We were on our way to Philadelphia for a concert of epic proportions, combining the strengths of four different singing groups: The EA Diocese Youth Choir, the St. Tikhon’s Seminary Mission Choir, Byzantine chanters from Princeton, and the Holy Trinity Seminary Choir (our first concert since Boston). In all, there were going to be over forty singers from all around the Eastern seaboard. Nicky was going to be the conductor (natch).

We had left just after lunch on Friday, February 17th. Our way was for the most part free and easy, with nothing unexpected except for a flaming car on the side of the road. The GPS predicted our ETA to be 5:30pm. What the GPS didn’t anticipate was the massive roadwork which diverted all the traffic off the interstate. It added at least two hours to our travel time.

We finally got to Philadelphia a little after 7:30, and dropped off Mr. Chapman at the train station (he was going to stay in Princeton, then come to Philadelphia for the concert). Nicky also got off, because he wanted to hang out with some college friends. That left just Anthony and I to fend for ourselves and find the parish house where we were staying. We finally found it thanks to Dimitry Doohovskoy, local organizer of the event, fan of this blog, and all-around good guy. Mitya stayed up very late making sure that the people arriving to stay at the house were taken care of.

Most of the men were staying at the ROCOR parish of Our Lady, the Joy of All Who Sorrow. Anthony and I got to the parish house and we made sure to choose decent spots to sleep. The people in charge of the house explained to us various things. “Are we the first guys to arrive here?” I said. “No,” said Ivan, one of the residents, “there are two guys from Boston, John and Nick.”

John and Nick…Kasarda? Surely enough, the two Distinguished Gentlemen from Ipswitch were already there. I was happy to see them again, the first time since before Christmas.

“Nick looks like old and grizzled Tintin.” —John K.

The house was relatively empty (most of the other guys didn’t show up until late at night) so we were mostly by ourselves. We made friends with a cat, which I failed to attract by wiggling my fingers. “What are you doing, John? Are those spirit fingers?” said John Kasarda.

Later that night, more guys came to join us, including three from the Bulgarian parish in Boston, some folks from Albany, and a musical prodigy from Miami.

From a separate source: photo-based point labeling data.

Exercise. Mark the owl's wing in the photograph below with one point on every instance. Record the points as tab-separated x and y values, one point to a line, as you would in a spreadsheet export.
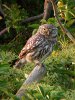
31	44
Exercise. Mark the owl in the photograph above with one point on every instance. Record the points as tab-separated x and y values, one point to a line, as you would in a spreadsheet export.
39	46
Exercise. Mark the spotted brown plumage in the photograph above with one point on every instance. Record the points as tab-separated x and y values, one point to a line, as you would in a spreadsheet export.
39	46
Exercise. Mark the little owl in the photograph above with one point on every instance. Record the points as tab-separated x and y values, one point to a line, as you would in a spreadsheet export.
39	46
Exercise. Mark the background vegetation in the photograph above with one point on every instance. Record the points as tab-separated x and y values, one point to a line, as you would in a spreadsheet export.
59	82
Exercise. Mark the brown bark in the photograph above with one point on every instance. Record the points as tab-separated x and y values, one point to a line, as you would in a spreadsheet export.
31	19
47	9
3	31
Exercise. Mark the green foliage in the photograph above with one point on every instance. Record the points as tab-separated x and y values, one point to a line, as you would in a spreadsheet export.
13	15
58	84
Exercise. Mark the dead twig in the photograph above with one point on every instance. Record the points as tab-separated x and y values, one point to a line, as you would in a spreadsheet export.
3	31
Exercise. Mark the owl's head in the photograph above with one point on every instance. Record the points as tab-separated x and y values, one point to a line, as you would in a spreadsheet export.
49	31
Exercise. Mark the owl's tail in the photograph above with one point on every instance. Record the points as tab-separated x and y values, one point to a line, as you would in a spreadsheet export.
20	63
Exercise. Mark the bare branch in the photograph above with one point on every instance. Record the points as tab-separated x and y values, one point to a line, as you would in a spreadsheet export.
64	30
31	19
3	31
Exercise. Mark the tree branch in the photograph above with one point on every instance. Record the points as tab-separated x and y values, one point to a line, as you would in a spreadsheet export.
31	19
3	31
64	30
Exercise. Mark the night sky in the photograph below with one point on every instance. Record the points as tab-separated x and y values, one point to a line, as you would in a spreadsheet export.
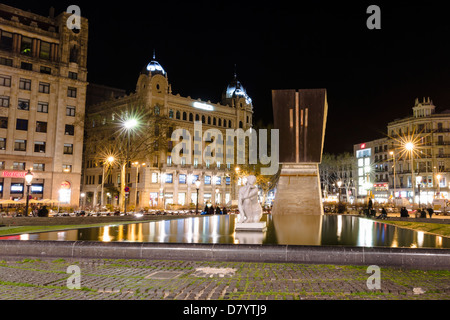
372	76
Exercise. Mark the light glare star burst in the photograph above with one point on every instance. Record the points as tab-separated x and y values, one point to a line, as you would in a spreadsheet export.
409	145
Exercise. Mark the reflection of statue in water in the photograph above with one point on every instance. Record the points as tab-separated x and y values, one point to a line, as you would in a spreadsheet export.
250	210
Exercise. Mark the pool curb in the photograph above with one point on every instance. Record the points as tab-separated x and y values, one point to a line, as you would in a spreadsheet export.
338	255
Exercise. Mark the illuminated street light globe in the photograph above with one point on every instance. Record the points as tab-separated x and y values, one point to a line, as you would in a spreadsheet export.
130	123
409	146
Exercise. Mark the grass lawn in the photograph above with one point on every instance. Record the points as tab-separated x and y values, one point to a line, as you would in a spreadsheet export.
436	228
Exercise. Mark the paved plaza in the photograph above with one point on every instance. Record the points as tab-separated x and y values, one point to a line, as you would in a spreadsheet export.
119	279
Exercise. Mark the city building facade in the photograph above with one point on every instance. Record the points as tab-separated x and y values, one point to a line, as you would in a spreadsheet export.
412	162
153	179
43	80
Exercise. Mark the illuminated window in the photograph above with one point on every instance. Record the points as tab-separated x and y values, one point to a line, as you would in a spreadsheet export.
25	46
44	52
44	87
68	148
39	146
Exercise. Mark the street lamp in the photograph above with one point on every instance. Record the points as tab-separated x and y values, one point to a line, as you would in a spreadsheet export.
197	186
409	146
82	195
393	157
129	125
419	183
217	195
28	179
110	160
137	164
439	185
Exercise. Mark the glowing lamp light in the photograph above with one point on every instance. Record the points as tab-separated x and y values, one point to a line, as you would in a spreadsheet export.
28	177
409	146
130	123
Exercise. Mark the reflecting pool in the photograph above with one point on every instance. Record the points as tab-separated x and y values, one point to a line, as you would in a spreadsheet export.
282	230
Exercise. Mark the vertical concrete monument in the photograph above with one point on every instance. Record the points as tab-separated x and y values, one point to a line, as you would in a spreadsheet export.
300	116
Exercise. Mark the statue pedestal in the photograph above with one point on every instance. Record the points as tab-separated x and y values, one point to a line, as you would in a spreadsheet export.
255	226
298	190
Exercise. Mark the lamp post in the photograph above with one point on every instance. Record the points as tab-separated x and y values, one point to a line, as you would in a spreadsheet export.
197	186
129	125
394	182
419	183
217	195
82	195
28	179
339	183
410	147
439	185
110	160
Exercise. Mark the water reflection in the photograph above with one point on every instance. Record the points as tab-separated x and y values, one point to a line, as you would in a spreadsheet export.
286	229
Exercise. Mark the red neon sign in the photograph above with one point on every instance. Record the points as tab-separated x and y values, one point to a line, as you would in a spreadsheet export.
14	174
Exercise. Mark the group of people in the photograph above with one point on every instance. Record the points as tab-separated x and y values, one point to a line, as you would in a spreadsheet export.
209	209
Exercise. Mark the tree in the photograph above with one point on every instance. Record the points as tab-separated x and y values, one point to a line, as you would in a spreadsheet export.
106	135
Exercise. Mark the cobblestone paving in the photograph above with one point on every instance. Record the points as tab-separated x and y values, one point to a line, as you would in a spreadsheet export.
106	279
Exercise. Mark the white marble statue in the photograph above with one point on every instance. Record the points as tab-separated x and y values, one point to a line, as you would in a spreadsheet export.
250	210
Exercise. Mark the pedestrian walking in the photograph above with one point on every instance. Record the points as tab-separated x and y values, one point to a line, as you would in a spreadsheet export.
423	213
43	212
404	213
383	214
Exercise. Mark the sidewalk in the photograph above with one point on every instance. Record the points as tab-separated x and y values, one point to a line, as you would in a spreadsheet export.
120	279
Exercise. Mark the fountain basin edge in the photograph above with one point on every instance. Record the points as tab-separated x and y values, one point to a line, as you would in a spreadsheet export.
417	258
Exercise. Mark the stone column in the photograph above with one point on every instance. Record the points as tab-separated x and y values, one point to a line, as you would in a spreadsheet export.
298	190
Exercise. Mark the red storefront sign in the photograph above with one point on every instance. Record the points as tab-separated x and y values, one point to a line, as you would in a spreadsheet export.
13	174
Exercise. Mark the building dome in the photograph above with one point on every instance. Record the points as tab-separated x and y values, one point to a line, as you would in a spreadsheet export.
235	90
154	68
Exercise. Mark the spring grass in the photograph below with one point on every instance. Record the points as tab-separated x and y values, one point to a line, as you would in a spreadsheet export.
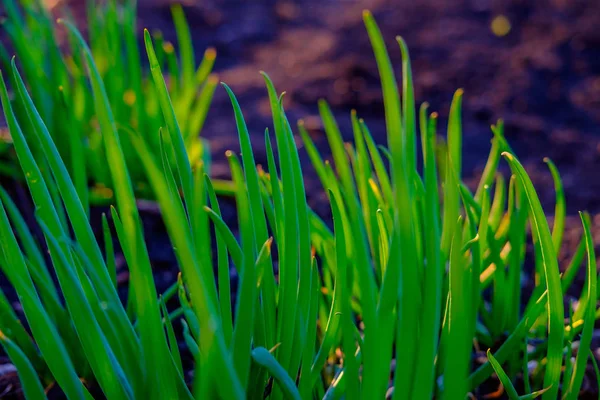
61	90
414	274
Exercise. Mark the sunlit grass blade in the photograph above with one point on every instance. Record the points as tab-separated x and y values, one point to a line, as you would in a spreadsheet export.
591	297
182	161
32	387
550	264
52	348
560	208
261	356
152	336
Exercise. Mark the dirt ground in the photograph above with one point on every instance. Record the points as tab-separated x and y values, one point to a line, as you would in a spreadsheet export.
542	77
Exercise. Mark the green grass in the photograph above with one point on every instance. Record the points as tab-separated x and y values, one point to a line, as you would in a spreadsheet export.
63	97
415	270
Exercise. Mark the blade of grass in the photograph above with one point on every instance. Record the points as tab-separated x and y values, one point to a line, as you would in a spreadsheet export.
550	264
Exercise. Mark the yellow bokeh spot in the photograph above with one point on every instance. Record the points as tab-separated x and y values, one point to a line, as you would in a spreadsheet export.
168	47
500	26
129	97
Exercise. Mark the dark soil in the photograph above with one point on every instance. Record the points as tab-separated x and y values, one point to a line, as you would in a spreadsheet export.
542	78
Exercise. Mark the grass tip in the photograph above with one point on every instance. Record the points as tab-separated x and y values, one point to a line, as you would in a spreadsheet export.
213	79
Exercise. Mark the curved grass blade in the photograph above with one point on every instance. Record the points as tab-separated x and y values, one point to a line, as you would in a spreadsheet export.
262	357
560	209
32	387
550	265
153	340
589	318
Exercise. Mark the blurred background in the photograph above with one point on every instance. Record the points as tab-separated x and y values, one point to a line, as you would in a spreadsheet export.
535	64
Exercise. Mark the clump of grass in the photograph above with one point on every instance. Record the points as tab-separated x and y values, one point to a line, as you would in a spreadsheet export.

The next morning, we had a quick breakfast. I met and reunited with more people, and then we all assembled in the parish hall, where we were shunted off to St. Michael’s, another Orthodox church where the actual concert was supposed to take place. This wasn’t an actual rehearsal but more like stage blocking for the concert.

Nicky: “Move IN!”

Suzie, who was in charge of the blocking, worked with the readers for the concert, or rather she sort of held auditions.

“Give me your best Baptist preacher.”

Soon, we got back to the ROCOR parish. I had happy reunions with many people; it was like a who’s-who of ROCOR youth. After lunch came the rehearsal. Nicky took the conductor’s stand and explained the raison d’être behind the concert. Unlike many concerts of sacred music, this one was tied to a unified theme: a depiction of the hypothetical life of the Good Thief, told through readings and song. “We want to show the audience something beautiful, something Other…which is why the next four hours are going to be excruciating,” said Nicky.

Sure enough, rehearsal was very long, but nobody seemed to mind, and it felt pretty productive. Something was starting to gel. We had a break and split up for separate rehearsals. We got back together again just in time for Vigil. The Vigil service was split up between the youth choir and us Jordanvillians, who sang most of the Church Slavonic stuff. It went pretty well.

After vigil, we had a dinner of pizza and lasagna. The people at my table told me not to eat too much as we were going to Outback afterwards. Outback! I readily agreed, and despite a little confusion about who was riding with whom, a sizable number of us managed to get to Outback (which was in New Jersey, no less) before the kitchen closed. I had a ribeye steak, my last steak before Great Lent!

Censored by the Postnyi Police for being too tempting.

We got back late at night. I stayed up a little, anticipating an exciting Sunday.